By WIll Flora
Prop Co Games
OSE
Level 1
A secret thieves guild, The Crimson Web, has stolen an artifact from the Archmage Twane*, and the party must recover it. Twane’s spies have deduced that the hideout for these thieves is a ruin located in the Feylight Wood, south of the small village of Edgewood. These thieves are of the utmost cunning, and Twane must warn the party that they have spies everywhere.
This 21 page adventure uses five pages to detail eleven rooms in a thieves lair in the woods. Nothing to see here but padded descriptions of prosaic encounters. Who woulda thunk it?
You are sent by a sage on a ten day journey overland (dude give you two weeks food rations. I guess you raid to come back home again?) to raid a thieves lair in the woods. The lair itself is … I don’t know what it is. Is it a dungeon? A fort? Treehouses? We’re simply told that after searching the woods for awhile the party finds the lair … and then a dungeon map ensues. Fucking wonderful. This is, mind you, TWELVE MILES IN to the Feylight woods. The Feylight woods which are, by my calculation, cover some 972 square miles. I guess, though, we’re playing D&D tonight and this is what is in front of us. Nevermind the whole “questgiver”/Elminster shit. God forbid you want to make a buck instead of sucking off an old wizard. Anyway, did I mention the Feylight woods? They glow different colors. All the colors, the trees do. That’s covered in, like, once sentence. Sure man, let’s name the adventure after something that doesn’t matter.
There’s a village on the edge of the woods. It has five buildings in it. There’s a smith. “Yargle, Honest, Halfling, works for any who need Smithing.” Yeah man, that’s what a smith does. They smith for people. And then there’s a windmill description. It tells us what a windmill does. It also tells us that if we climb to the top and look out the window, I kid you not, you can see the woods that are next door. This is just padded the fuck out for no fucking reason. The village doesn’t make sense. The shit IN the village is the flimsiest of pretexts to have an adventure. Five buildings. No support.
The fun continues in the actual dungeon. Padded out. If/then clauses galore. “Should the players wander in to this area they will be able to see …” and “if they somehow light up the pit they will see …”
Ultimately the dungeon comes down to stabbing a few folks. No real interactivity beyond that. Oh! Oh! There’s this room with two halls off of it, north and northwest. North leads to a room. Northwest goes straight for about a hundred feet and then just ends. DUH! Secret door. Unlocked. To the treasure room. The map makes no sense at all. I can get behind, I guess, telegraphing a secret door to be found, but to the treasure room?!
At the end of the adventure the Elminster tells you that the artifact you were after, that was stolen from him, that you just murdered a bunch of people for, that you travelled a month for, that you most likely lost several party members for, was the first book he ever purchased. Seriously. No magical. Just ‘Tales of the Ancient Hero.’ A normal book. Fuck me man. Fuck me. You gotta start selling this for more than a dollar a bag; we lost four more men on this expedition!
This is $3 at DriveThru. The preview is six pages. You get to see that magnificent village. Poor preview.

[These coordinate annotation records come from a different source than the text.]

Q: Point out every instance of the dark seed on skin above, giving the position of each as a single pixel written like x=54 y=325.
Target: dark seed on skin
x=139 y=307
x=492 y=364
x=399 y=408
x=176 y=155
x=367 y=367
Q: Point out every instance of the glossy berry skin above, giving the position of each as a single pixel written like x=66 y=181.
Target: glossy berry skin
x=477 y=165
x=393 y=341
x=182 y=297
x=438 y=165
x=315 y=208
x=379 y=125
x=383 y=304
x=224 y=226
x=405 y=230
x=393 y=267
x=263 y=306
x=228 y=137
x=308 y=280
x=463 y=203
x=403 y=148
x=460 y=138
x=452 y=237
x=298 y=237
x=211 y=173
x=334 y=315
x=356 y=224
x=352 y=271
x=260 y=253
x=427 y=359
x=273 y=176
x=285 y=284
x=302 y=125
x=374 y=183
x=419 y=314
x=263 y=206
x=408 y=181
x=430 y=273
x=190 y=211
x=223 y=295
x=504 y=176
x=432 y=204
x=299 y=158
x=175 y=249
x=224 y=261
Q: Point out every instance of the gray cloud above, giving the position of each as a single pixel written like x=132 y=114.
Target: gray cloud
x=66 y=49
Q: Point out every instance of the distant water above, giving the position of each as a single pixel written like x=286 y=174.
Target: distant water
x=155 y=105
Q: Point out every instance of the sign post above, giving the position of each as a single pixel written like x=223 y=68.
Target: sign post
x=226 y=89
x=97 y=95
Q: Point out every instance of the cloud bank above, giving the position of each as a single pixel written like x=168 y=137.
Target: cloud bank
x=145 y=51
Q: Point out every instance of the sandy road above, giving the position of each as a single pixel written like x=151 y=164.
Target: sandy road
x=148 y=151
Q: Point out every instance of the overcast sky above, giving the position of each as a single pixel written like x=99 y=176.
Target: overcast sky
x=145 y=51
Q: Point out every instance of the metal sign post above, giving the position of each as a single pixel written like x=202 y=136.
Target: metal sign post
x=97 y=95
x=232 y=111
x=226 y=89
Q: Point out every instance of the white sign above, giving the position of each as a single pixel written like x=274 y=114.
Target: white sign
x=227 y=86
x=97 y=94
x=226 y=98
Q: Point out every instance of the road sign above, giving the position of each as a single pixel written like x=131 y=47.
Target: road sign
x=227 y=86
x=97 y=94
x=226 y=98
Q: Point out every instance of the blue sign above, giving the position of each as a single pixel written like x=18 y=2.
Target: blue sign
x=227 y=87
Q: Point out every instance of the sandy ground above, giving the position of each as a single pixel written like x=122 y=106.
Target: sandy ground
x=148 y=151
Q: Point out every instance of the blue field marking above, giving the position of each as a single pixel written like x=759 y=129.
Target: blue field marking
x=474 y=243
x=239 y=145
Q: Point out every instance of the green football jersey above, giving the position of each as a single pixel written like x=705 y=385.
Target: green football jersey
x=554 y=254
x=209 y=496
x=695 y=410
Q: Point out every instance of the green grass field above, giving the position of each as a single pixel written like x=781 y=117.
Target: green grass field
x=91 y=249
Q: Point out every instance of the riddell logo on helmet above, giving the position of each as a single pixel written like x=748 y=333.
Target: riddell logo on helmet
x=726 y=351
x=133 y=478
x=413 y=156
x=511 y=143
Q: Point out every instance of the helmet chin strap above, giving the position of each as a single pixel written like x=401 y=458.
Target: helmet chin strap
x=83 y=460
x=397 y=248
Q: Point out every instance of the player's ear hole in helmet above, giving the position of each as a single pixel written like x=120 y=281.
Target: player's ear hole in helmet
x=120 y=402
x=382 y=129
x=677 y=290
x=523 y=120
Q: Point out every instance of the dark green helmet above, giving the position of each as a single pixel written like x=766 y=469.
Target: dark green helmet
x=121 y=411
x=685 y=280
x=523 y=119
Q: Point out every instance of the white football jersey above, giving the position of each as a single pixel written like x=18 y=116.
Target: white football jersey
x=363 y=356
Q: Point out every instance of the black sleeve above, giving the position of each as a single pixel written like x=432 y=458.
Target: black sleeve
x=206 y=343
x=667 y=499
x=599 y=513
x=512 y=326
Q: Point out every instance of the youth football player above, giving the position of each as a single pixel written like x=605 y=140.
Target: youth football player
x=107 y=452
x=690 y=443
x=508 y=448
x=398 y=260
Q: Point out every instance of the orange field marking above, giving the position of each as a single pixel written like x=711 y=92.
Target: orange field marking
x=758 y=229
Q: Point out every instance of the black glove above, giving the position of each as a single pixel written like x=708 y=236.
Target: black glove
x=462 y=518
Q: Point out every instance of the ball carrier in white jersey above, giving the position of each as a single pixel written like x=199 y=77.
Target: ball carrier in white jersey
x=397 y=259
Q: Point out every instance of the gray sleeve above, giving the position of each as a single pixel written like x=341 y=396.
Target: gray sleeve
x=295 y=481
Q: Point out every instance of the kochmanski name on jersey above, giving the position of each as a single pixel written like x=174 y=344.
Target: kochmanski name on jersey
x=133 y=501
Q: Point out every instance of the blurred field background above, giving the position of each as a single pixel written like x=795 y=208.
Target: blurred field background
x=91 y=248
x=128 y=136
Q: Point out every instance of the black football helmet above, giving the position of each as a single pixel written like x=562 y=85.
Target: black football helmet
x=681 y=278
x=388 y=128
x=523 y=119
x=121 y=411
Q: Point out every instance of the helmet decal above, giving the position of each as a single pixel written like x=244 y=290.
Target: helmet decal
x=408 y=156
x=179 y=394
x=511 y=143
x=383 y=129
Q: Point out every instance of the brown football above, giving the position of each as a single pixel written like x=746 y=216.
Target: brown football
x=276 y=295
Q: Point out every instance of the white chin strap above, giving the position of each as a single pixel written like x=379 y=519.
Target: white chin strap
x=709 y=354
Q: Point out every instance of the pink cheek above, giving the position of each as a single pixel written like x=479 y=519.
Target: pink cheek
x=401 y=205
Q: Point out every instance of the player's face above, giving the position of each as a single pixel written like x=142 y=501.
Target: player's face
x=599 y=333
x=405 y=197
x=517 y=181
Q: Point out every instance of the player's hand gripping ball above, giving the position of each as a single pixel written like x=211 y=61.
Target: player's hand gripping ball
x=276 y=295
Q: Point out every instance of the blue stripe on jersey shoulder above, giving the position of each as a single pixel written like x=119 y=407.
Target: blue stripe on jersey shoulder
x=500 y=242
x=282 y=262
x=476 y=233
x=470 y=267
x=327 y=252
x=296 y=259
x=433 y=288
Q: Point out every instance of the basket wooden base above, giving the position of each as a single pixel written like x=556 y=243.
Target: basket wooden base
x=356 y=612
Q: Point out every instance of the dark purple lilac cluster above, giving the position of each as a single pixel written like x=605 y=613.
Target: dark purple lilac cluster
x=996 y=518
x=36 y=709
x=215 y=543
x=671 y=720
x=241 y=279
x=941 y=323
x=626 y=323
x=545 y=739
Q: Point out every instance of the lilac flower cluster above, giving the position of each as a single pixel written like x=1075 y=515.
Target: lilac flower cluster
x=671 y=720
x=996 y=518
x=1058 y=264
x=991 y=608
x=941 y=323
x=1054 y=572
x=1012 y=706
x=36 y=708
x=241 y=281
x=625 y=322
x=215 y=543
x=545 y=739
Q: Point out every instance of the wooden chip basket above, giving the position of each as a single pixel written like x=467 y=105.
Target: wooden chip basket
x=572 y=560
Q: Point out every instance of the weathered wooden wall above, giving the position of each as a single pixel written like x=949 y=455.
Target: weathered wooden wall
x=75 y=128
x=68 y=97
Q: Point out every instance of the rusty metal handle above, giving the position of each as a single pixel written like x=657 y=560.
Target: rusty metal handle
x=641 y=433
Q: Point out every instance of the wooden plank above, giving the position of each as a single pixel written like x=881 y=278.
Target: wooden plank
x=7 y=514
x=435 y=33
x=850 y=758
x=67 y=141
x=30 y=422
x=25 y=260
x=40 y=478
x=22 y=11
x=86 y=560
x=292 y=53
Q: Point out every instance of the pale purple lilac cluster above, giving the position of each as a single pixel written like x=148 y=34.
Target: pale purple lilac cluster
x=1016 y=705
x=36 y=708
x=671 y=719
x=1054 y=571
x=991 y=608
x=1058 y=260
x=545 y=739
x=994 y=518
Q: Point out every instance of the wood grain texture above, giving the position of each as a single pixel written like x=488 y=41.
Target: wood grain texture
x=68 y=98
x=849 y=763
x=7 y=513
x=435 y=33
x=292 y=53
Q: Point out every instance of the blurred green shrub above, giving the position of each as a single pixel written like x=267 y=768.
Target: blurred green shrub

https://www.drivethrurpg.com/en/product/514909/filchers-in-the-feylight?1892600
As a native Italian, the first time I read the secondary title I got “Un Avventura in Diarrea” in my mind…
It’s crap, really.
“A terrible plague has struck the town of Halterplatz.
The poor burghers are pissing through their arses.
The secret to the cure lies in the sewers.
Print version includes scratch n sniff player aids”
I also read it at first glance as “an adventure in diarrhea”.
Well that explains the “Golgothan “ showing up as a little wandering monster.